Only hours after the prime minister urged the public to avoid pubs, clubs and restaurants, owners of eight venues in the city – including the likes of College, Soul, The Queen Vic and So… – had announced their immediate temporary closure.
Others, such as Aberdeen Performing Arts which runs the Music Hall and His Majesty’s Theatre, followed.
Mr Lumsden said: “We are already seeing businesses shut.
“This is going to have a huge impact on the local economy and we need the UK and Scottish governments to put support measures in place.
“For example, So… pays around £120,000 a year in business rates – but it’s closed now and will not be taking in any income.
The Aberdeen Conservative group leader added: “The government has in effect closed these premises down and so needs to step in and help local business.
“It would be immoral to charge business rates they have in effect closed down over this period.”
Business rates are the commercial equivalent of council tax – and so are paid against the value of a premises rather than against the business’ income.
This means firms – despite making no money during the coronavirus shutdown – will still be liable to pay the levy.
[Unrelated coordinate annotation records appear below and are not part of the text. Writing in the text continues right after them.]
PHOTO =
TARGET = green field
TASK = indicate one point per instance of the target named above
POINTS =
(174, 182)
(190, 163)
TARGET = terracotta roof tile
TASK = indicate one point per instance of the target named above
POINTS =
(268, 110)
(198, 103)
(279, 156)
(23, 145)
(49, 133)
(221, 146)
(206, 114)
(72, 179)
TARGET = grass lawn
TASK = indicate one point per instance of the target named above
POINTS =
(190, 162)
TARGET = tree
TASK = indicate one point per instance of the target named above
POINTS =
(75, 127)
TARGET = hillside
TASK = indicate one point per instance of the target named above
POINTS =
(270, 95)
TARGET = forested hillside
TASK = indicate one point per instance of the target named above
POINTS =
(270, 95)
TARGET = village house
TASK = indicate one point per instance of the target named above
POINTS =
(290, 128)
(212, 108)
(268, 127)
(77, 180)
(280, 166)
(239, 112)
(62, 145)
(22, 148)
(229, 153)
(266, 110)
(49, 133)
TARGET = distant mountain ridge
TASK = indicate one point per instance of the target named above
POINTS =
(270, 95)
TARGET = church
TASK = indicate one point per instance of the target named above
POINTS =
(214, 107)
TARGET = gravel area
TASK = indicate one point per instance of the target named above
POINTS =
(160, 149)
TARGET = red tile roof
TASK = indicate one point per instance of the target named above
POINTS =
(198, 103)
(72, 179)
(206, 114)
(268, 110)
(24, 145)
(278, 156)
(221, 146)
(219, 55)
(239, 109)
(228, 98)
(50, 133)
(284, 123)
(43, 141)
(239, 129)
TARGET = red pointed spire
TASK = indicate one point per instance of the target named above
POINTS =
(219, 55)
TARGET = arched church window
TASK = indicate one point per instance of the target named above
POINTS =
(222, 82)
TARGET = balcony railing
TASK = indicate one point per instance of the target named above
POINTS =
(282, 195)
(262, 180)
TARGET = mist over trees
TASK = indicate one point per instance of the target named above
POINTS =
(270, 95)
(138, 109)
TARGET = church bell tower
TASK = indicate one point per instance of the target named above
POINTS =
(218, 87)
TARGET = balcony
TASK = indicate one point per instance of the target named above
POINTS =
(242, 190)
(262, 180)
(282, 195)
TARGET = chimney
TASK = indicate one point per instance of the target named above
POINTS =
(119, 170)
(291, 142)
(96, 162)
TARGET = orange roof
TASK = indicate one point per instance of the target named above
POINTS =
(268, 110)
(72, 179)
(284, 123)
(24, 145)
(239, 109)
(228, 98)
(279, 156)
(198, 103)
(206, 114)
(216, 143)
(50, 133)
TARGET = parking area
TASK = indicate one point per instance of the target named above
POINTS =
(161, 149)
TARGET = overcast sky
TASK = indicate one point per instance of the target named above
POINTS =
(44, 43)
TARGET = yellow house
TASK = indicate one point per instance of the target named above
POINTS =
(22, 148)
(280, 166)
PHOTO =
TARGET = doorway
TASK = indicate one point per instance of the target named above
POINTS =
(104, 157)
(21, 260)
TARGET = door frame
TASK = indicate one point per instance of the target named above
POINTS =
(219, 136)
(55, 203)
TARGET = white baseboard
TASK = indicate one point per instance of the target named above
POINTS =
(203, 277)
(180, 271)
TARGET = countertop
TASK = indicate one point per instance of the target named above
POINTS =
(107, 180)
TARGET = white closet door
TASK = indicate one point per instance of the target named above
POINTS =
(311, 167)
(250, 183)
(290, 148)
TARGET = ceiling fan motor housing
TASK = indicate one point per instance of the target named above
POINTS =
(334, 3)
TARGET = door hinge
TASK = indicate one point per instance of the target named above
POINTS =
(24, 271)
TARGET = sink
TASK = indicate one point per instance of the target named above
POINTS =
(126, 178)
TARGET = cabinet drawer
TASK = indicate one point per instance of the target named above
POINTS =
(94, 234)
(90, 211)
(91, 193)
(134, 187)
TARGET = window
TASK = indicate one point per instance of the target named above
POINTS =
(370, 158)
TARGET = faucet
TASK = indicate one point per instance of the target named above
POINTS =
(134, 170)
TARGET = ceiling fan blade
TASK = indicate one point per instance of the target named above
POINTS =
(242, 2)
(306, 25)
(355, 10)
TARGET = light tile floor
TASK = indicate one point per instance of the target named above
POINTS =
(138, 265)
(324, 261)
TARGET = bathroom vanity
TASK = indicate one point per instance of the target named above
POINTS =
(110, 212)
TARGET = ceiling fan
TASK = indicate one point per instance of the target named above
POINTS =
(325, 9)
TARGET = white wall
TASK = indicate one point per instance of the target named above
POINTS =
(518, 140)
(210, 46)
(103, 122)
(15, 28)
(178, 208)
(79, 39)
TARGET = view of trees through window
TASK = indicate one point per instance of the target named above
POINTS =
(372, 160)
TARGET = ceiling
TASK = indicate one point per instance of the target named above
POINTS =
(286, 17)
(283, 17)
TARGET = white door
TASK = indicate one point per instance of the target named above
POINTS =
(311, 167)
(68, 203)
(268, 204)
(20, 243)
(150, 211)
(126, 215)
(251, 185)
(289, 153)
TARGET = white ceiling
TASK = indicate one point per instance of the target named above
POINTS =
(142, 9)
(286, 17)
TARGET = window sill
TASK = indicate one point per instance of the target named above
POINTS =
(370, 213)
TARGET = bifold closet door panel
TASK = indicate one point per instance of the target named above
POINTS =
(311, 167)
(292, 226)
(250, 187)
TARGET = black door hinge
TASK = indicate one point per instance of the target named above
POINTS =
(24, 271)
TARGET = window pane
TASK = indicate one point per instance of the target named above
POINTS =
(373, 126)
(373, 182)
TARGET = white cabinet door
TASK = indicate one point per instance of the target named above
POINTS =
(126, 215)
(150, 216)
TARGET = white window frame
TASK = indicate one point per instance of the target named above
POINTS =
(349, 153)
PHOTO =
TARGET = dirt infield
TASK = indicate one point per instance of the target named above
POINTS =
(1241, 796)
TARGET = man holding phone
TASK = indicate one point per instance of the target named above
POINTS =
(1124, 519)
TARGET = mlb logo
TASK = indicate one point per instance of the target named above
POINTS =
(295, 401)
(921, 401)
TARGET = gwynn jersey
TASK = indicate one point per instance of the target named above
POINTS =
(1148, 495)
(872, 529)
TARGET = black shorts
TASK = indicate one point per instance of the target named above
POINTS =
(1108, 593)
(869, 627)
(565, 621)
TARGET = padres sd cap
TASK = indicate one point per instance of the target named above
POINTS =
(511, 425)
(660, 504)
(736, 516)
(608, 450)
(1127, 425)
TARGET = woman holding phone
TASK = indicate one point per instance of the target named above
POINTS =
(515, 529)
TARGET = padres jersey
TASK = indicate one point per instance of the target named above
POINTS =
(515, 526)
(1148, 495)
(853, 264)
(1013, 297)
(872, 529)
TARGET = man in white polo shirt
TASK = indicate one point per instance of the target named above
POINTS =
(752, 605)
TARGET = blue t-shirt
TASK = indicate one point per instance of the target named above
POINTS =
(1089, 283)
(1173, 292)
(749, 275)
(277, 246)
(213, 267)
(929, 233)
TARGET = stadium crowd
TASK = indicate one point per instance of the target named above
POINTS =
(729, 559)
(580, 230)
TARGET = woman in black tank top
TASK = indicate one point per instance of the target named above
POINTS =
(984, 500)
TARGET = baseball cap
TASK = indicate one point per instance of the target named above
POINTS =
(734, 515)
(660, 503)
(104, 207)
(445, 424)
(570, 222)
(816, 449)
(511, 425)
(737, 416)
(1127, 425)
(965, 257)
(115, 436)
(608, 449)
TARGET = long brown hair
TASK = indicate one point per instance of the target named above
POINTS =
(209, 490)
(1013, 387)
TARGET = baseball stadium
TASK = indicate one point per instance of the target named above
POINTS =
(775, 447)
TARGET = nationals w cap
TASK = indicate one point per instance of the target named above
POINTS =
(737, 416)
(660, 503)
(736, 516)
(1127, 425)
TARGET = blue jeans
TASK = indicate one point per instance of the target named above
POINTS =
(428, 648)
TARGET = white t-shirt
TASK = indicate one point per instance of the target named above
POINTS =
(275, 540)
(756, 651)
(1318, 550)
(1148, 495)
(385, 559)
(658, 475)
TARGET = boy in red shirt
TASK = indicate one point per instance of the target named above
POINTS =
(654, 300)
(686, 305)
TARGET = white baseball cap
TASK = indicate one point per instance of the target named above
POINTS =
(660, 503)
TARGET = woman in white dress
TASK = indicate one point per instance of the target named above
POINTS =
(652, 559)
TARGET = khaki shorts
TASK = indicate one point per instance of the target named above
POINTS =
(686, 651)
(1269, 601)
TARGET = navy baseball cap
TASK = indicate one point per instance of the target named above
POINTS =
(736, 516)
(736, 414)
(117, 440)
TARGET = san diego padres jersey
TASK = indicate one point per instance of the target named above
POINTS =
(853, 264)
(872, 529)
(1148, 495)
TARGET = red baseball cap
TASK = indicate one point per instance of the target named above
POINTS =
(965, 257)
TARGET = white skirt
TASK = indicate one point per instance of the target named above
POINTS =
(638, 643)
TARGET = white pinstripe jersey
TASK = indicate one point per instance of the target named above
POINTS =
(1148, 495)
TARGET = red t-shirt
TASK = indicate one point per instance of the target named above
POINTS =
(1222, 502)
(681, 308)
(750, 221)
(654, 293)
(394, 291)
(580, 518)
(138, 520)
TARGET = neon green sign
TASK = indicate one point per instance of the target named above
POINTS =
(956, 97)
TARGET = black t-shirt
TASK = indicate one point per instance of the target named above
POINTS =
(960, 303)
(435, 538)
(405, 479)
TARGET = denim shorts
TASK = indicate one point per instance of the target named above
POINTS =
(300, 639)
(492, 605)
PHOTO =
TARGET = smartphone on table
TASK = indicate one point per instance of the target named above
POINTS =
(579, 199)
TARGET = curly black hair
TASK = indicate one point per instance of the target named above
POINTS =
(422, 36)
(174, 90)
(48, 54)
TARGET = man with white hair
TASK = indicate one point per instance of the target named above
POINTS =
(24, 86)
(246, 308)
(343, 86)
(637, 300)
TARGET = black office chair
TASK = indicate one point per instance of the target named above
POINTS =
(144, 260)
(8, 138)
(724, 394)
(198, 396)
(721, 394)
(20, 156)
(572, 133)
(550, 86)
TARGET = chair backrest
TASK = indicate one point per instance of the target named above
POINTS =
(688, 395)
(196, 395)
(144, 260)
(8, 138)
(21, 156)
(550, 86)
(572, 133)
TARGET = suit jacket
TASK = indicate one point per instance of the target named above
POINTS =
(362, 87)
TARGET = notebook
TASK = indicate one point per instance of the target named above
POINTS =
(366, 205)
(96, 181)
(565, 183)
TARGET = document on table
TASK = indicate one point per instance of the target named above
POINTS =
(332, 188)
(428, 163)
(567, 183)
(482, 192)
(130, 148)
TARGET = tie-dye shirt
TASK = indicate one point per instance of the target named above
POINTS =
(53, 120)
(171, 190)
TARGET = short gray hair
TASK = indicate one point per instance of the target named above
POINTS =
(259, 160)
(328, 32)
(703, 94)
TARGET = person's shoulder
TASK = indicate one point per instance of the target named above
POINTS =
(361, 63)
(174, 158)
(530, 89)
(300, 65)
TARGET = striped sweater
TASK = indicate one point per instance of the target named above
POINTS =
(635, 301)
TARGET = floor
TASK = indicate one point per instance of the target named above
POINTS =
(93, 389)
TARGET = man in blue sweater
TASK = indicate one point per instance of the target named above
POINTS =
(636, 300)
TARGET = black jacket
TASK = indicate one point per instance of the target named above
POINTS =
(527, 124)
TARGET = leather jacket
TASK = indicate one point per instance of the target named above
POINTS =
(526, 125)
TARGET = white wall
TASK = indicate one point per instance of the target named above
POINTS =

Rishi Sunak last night announced a host of measures to ease strain on the economy, including at least £3.5 billion extra funding for Scotland.
After his Downing Street speech, Scottish Finance Secretary Kate Forbes said she was “committed” to ensuring that funding was used to support people and businesses facing the financial and economic impact of Covid-19.
The Scottish Government has already announced a £320 million support package for businesses affected by the pandemic, including 75% rates relief for some leisure, retail and hospitality firms and an £80m fund for small businesses worst impacted by the outbreak.
A Scottish Government spokesperson said: “We are working quickly to establish the best way for people and businesses to access the funding to help those most affected by coronavirus.
“An announcement will be made shortly.”
Aberdeen City Council receives around £250m in business rates a year, a sum Mr Lumsden claimed is vital to maintaining council services.
“Just how quickly this shut down has come has probably shocked a lot of people,” he said.
“There should be full relief on business rates, but it cannot come back to the council to do something.
“That is especially the case when the likes of TECA, Sport Aberdeen and Aberdeen Performing Arts will not be raising revenue.”